Bug Status: Fixed

There is a minor bug which can affect cases with profile interpolation when apply_reg_limits is TRUE and the surface lies above the bottom of the input profile: it is possible that the regression limits are not applied to the coefficient level(s) just below the surface. These levels can contribute to the interpolated optical depths, and this may impact the TOA radiance. Whether this bug has any effect on radiances depends on the relative positions of the coefficient and user levels with respect to the surface pressure. To have an effect the input profile must also fall outside the regression limits in the near-surface levels. For cases where this does have an impact on TOA radiances, the size of the impact depends on how far beyond the regression limits the input profile variables are. However, the impact on BT would typically not be more than a few hundredths of a Kelvin for surface-sensitive channels. The coefficient regression limits can be seen in these tables.

A code fix is available which also includes the bug fix dated 13/10/2014 below: download this gzipped tar file, extract in the src/main/ directory and recompile RTTOV.

Bug Status: Fixed

In the case when interpolation modes 4 or 5 are used and the top level of the input profile is low enough in the atmosphere that significant absorption occurs above this level for a given channel, the simulated radiance for this channel may exhibit very large errors (larger than for the other interpolation modes – see below for more details). If the input pressure profile fully spans the weighting functions of the channels being simulated this bug has no significant impact. A code fix is available: download this gzipped tar file, extract in the src/main/ directory and recompile RTTOV.

Note that even when the top pressure level is sufficiently high the updated code can result in small differences in simulated radiances and in the TL/AD/K output for some channels. The magnitude of the differences depends on the amount of absorption occurring above the top of the input profile, but where the amount of absorption above the top level is very small, the magnitudes are negligible compared to other errors. For example, if the top level is close to but not exactly 0.005hPa (the top level used in the optical depth regression) the differences in forward model radiances are of the order of 0.001% or less.

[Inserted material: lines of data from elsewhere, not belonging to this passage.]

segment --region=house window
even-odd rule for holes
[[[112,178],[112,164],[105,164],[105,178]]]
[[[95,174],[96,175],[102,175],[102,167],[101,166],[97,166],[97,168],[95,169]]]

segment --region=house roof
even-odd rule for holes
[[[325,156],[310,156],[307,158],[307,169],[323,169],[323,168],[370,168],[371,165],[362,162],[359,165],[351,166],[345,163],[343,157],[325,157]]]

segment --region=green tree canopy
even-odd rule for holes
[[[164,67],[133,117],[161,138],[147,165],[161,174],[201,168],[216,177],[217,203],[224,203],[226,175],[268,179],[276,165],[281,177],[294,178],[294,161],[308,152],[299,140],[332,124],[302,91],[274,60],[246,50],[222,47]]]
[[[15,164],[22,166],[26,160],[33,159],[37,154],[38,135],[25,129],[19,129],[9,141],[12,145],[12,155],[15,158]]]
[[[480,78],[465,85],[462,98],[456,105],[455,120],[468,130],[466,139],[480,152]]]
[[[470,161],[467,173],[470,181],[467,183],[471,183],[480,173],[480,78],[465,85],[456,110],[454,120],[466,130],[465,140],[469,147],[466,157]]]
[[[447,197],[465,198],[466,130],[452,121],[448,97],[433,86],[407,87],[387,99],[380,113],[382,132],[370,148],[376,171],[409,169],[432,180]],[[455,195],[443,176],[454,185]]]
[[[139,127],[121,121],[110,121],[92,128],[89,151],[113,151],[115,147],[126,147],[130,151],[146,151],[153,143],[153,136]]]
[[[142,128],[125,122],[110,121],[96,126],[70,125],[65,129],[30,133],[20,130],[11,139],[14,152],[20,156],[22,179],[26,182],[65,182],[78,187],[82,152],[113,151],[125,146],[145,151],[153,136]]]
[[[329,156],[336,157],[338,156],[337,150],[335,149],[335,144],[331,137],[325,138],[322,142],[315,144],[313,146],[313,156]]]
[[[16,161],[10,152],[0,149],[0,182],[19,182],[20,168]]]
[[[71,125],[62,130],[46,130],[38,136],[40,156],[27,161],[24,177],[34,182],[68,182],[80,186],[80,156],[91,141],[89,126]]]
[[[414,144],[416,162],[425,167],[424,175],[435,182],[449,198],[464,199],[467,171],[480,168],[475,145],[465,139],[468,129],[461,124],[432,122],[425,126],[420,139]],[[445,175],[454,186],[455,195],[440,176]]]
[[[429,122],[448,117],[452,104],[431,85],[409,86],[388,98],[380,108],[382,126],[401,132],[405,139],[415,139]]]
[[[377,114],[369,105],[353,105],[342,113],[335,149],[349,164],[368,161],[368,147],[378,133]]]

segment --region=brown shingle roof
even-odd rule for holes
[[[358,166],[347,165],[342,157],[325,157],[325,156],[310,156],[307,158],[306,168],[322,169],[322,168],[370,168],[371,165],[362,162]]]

Some further explanation: in general the pressure levels of the input atmospheric profile should cover the full range of the atmosphere to which the channels being simulated are sensitive. In other words, the top of the input profile should lie above the channel weighting functions and the bottom of the profile should be at or below the surface pressure. If the top of the input profile is too low (so that there is significant absorption above the top level) then when opts%interpolation%spacetop is TRUE (the default) RTTOV will mitigate the resulting error by setting the optical depth of the top level to zero. This effectively stretches the top layer of the input profile to encompass the whole atmosphere between the second level and the space boundary, and both emission and absorption are taken into account for this layer in the integration of the RT equation (albeit without accurate information about the temperature of this layer). For input profiles with a sufficiently high top level this action of “spacetop” has a negligible impact on the simulations. If the spacetop option is FALSE (not generally recommended) then only absorption is accounted for above the top of the input profile (no emission). Naturally it is strongly recommended to supply an adequate input profile which fully spans the weighting functions of all simulated channels rather than to rely on the mitigating action of spacetop.